To give it something, it did have a few effective scenes, but it all feels just feels forced and neglected to watch with any kind of appreciation. The Beginning fails to match up to the standard of the remake, never mind the original, and it just seems to use extended gore to hide the fact that it's haunted with plot holes and soaked with mediocrity. It's bombs big time and despite its effort, never manages to pick itself back up from the horrible way it started. 
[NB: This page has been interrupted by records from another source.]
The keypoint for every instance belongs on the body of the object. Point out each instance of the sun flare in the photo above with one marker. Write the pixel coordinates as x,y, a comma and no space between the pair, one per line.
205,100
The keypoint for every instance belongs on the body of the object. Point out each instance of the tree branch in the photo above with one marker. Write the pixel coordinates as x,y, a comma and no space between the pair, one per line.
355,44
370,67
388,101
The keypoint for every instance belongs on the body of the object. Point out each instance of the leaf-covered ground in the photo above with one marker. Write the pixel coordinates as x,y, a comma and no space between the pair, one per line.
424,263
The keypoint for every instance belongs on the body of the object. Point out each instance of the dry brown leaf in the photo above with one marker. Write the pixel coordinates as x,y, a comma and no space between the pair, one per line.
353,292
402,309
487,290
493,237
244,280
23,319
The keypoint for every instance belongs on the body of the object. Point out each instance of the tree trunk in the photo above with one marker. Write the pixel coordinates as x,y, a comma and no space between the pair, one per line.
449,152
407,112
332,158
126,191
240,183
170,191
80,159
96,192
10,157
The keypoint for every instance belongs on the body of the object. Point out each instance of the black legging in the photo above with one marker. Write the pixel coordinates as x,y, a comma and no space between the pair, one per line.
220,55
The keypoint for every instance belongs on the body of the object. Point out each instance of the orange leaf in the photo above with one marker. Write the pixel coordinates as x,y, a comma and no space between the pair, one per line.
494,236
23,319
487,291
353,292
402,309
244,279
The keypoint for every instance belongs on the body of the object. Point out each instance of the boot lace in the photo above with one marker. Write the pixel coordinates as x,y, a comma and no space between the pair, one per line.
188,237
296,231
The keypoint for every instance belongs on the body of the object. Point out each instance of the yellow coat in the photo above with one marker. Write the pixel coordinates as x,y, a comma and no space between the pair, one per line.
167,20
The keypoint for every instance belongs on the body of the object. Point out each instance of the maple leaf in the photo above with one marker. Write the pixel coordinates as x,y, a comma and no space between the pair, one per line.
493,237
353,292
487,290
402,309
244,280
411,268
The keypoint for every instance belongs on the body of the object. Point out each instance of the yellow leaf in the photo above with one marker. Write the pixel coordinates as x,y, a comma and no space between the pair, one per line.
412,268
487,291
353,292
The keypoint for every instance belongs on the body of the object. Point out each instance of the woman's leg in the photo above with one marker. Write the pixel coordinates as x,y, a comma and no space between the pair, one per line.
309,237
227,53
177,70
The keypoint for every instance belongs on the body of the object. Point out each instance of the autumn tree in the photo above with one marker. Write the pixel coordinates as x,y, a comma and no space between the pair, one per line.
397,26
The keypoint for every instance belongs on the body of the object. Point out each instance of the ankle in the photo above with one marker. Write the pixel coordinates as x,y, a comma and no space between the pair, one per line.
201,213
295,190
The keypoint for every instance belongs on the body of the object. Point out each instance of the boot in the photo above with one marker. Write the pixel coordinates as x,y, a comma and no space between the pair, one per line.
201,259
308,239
Texas Chainsaw 3D, a slasher so drenched in stupidity that it's best watched with wit for maximum effect, a horror so unbelievably dumb that it could make Joey from Friends look like a professor, a gore-fest so crammed with cliche that you forget what it was like to watch something original; a movie so fun, that I could sit and watch it again this Halloween.

Sure, Texas Chainsaw 3D may be all those negative things I listed above, but it's also a lot of fun, sure, it may not be as self-aware as Scream or even You're Next, but its fun is sourced from the laughable moments that take place, and the strange situations the characters find themselves in. It's all a laugh really, and if you're watching this with a serious attitude then you're watching it wrong. The script is top notch, but it's the delivery that failed, and although this is just something that cannot be ignored, if you can find it in your heart to look past it then you'll have a good time. None of the comedic cliche elements may be intentional, but it works, and there isn't a better slasher flick to watch with friends, food and drink this Halloween holiday, and take that from someone who has done that before.